No timeout for backups (stuck since September)

I would like to report the following issues:

  1. There is seemingly no timeouts for backups. So an automatic backup was stuck since September
  2. Once canceled, all our users received email digests and password resets aggregated since September.

Here’s the log:

[2019-09-26 03:35:25] pg_dump: creating INDEX "public.idx_tag_users_ix1"
[2019-09-26 03:35:25] pg_dump: creating INDEX "public.idx_tag_users_ix2"
[2019-09-26 03:35:25] pg_dump: creating INDEX "public.idx_topic_id_public_type_deleted_at"
[2019-09-26 03:35:25] pg_dump: creating INDEX "public.idx_topics_front_page"
[2019-09-26 03:35:25] pg_dump: creating INDEX "public.idx_topics_user_id_deleted_at"
[2019-09-26 03:35:25] pg_dump: creating INDEX "public.idx_unique_actions"
[2019-09-26 03:35:25] pg_dump: creating INDEX "public.idx_unique_flags"
[2019-09-26 03:35:25] Finalizing backup...
[2019-09-26 03:35:25] Creating archive: our-community-2019-09-26-033520-v20171214040346.tar.gz
[2019-09-26 03:35:25] Making sure archive does not already exist...
[2019-09-26 03:35:25] pg_dump: creating INDEX "public.idx_unique_post_uploads"
[2020-01-24 16:02:39] Backup process was cancelled!
[2020-01-24 16:02:39] Notifying 'system' of the end of the backup...
4 Likes

While this isn’t great, do you have any idea why your backup took so long? Is your database huge?

1 Like

No it’s small, .dump files from Postgres were 112 MB.

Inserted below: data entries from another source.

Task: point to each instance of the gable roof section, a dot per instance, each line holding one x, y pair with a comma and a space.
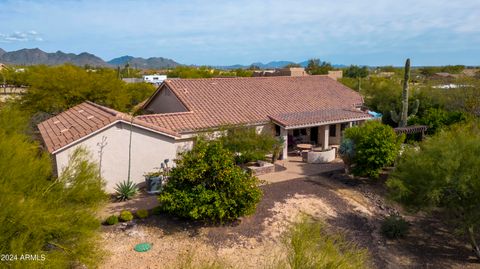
85, 119
323, 116
221, 101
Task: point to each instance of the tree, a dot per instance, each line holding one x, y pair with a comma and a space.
42, 214
317, 67
444, 174
206, 184
354, 71
54, 89
402, 118
375, 146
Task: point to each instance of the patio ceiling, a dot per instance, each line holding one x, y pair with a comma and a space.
318, 117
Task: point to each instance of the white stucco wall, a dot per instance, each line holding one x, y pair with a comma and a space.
148, 150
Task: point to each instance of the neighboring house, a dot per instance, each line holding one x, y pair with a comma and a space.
311, 109
154, 79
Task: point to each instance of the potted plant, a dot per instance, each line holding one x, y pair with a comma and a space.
153, 181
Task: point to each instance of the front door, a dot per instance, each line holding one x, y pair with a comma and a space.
314, 135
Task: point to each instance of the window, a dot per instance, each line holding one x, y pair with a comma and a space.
277, 130
333, 130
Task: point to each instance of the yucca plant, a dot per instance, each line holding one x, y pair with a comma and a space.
126, 190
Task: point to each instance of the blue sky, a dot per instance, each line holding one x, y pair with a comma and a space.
370, 32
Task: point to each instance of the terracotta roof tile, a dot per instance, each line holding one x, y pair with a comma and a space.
219, 101
77, 122
319, 117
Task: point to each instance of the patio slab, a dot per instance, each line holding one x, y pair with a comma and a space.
296, 168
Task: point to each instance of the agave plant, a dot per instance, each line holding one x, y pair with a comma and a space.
126, 190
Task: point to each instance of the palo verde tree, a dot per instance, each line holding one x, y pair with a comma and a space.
443, 175
370, 147
207, 185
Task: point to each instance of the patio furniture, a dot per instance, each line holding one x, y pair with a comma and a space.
304, 146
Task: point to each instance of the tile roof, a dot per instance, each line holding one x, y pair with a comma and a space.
82, 120
306, 118
219, 101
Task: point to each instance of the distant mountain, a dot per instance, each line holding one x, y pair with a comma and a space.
138, 62
37, 56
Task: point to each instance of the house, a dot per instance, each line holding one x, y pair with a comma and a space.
311, 109
154, 79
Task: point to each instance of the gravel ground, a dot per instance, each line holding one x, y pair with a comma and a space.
254, 241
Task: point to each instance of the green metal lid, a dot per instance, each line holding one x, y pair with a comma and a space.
142, 247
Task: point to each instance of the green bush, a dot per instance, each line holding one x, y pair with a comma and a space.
126, 216
126, 190
443, 174
206, 184
394, 227
142, 213
375, 146
112, 220
310, 245
436, 119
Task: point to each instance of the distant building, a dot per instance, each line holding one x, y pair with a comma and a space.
154, 79
293, 72
132, 80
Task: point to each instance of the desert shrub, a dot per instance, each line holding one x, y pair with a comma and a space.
394, 227
207, 185
112, 220
310, 245
142, 213
443, 174
375, 146
126, 215
249, 145
436, 118
42, 214
126, 190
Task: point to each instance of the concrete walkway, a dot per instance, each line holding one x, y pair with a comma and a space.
296, 168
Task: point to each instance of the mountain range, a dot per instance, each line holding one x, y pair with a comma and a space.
37, 56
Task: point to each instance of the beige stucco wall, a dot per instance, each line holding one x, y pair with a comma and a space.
165, 102
149, 149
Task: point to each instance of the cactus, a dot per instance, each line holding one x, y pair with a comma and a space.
403, 117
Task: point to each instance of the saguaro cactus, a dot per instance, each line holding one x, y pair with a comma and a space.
402, 117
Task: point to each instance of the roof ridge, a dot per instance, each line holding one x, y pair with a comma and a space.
165, 114
244, 78
104, 108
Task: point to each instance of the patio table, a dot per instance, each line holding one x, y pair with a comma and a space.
304, 146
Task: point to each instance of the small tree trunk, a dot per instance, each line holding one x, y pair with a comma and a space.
473, 242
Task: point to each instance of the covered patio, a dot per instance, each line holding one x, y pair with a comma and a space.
316, 135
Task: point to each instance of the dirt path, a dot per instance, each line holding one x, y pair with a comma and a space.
254, 241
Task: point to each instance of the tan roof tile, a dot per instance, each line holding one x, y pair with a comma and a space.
219, 101
76, 123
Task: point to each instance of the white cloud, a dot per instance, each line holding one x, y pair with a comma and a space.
19, 36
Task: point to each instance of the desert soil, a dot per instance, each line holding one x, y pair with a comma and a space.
255, 241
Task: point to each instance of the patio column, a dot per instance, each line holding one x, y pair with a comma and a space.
326, 136
284, 135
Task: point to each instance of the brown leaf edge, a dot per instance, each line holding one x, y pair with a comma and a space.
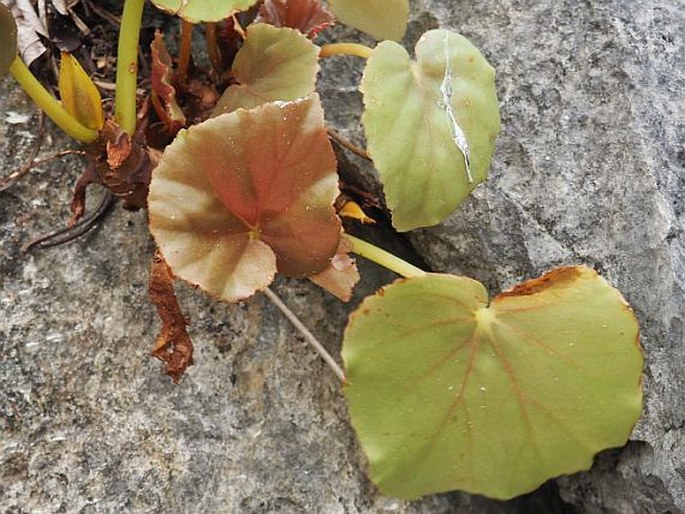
308, 16
173, 345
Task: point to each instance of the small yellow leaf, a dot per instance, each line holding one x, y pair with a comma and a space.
79, 95
352, 210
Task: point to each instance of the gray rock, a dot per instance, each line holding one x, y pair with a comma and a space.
589, 169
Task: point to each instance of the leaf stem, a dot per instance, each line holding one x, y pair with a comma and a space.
357, 49
49, 103
385, 259
184, 50
306, 333
125, 99
213, 49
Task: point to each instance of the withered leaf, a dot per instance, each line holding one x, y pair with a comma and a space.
164, 92
307, 16
173, 346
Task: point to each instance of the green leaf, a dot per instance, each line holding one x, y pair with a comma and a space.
239, 196
80, 97
422, 118
383, 19
274, 64
8, 39
447, 392
196, 11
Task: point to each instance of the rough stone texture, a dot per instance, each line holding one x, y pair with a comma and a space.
589, 169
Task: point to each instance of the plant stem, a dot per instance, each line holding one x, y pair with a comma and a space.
184, 50
306, 333
362, 51
49, 103
385, 259
127, 66
346, 143
213, 49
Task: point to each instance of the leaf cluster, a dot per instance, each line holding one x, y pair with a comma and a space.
446, 388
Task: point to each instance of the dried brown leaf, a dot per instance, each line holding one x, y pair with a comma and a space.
173, 346
162, 86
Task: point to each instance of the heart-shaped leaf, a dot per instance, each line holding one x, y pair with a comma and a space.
307, 16
8, 39
430, 124
238, 196
196, 11
447, 392
383, 19
274, 64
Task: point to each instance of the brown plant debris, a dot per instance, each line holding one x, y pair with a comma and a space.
173, 345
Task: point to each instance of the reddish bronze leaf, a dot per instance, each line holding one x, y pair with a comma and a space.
173, 345
238, 196
163, 90
307, 16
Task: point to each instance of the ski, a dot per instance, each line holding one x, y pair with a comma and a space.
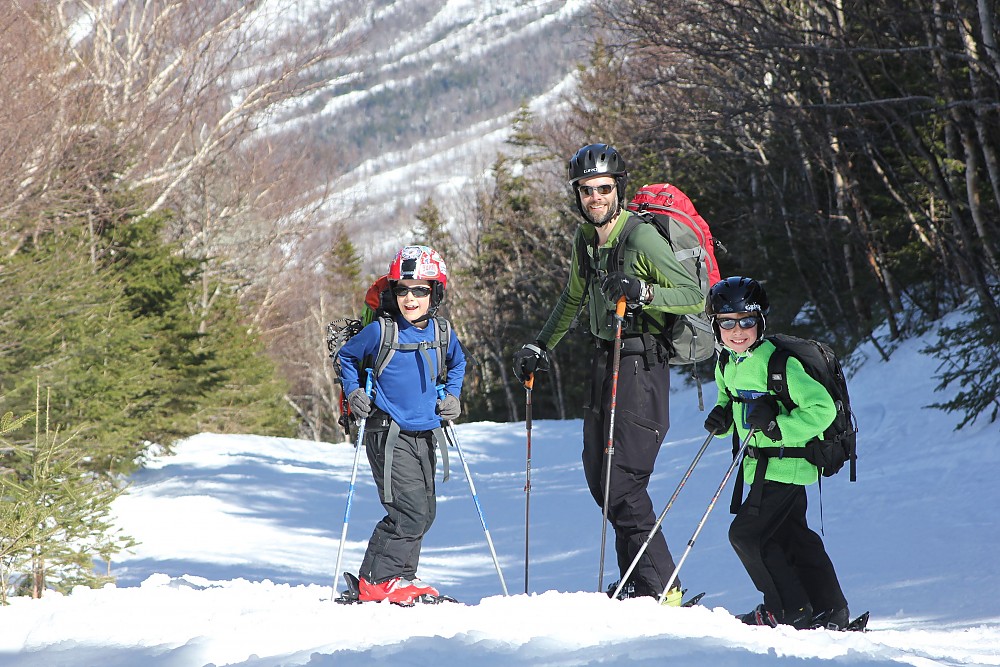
694, 600
860, 624
353, 595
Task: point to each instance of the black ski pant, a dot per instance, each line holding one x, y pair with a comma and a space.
394, 547
641, 423
785, 558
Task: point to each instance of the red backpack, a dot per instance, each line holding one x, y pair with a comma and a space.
667, 199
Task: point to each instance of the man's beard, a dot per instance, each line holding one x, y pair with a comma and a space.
606, 218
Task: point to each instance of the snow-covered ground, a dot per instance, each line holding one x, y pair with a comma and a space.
239, 535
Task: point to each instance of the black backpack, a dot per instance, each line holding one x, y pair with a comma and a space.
838, 444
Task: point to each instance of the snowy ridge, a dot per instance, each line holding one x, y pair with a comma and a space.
238, 534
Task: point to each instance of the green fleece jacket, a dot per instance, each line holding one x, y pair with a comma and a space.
648, 257
745, 376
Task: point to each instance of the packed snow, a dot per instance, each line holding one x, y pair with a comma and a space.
239, 535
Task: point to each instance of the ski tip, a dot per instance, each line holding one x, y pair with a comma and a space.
860, 624
694, 600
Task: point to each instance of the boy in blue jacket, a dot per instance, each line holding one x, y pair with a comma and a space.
404, 417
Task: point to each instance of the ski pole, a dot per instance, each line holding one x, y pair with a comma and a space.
736, 461
453, 440
452, 437
609, 451
350, 490
529, 384
663, 514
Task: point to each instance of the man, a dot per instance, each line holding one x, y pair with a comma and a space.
656, 288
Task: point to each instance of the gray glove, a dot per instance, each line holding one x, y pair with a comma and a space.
530, 358
360, 404
449, 408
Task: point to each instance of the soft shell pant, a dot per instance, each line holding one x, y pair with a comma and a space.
785, 558
394, 547
641, 423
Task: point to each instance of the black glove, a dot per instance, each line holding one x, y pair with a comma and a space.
449, 408
720, 419
528, 359
763, 416
360, 404
620, 284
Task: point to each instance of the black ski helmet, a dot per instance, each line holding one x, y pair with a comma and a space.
737, 294
595, 160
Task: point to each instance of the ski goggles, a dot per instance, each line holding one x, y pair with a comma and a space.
416, 290
588, 190
748, 322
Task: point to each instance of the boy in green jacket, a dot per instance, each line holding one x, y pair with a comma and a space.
785, 559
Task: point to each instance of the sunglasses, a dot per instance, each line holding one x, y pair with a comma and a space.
587, 190
417, 290
748, 322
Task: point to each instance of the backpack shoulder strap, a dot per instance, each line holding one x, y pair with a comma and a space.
388, 342
442, 336
777, 374
617, 257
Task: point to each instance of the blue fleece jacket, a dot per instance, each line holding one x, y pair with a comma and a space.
406, 388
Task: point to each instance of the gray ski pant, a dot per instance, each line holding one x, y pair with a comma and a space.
394, 547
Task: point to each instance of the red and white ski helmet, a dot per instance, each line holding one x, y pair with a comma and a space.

How was your server installed? Where is it deployed?

1 Like

This is very weird. There’s a stray log message from “pg_dump” after the “Finalizing backup…” message.

Also, I’m not sure why the system didn’t send emails anymore. Sidekiq should already be unpaused when “Finalizing backup…” appears in the logs.

https://github.com/discourse/discourse/blob/3b7f5db5ba9d4db23593fe116499f9583fed271f/lib/backup_restore/backuper.rb#L48-L51

What version of Discourse are you using? I assume you didn’t run any upgrades since September, otherwise I’m quite sure that would have stopped the backup. :thinking:

8 Likes

Thanks for reading and responding! I noticed the issue while inspecting an old server, which has now been replaced. I still have access to the old instance.

  • It happened on 1.8
  • The only emails sent were new_version emails. No password resets, no notifications.
  • Logs are often written to and flushed in different threads/processes, so I’m not sure if that can explain the stray pg_dump message… but it’s certainly very suspicious.

I think the actual issue would perhaps also be that there’s no sanity checks when sending out a pile of emails in a queue. What if a password reminder is 3 months old? Should we assume that system time has changed or indeed that emails have failed to send for a considerable duration?

Our new server is now running the latest version of Discourse, but it would of course be a shame if unattended backups once again get stuck. https://community.learningequality.org/

1 Like

Well, that’s extremely old. It wouldn’t surprise me if that version had problems with pausing/unpausing Sidekiq that have been fixed since then.

There are no unattended upgrades in Discourse.

4 Likes

There are no unattended upgrades in Discourse.

That was a typo

I’m quite sure there is no bug in the current version that could be causing a stuck backup and a stalled email queue.

I’m closing this topic. Please flag to reopen if you are experiencing it on the latest version of Discourse and can provide steps to reproduce.

4 Likes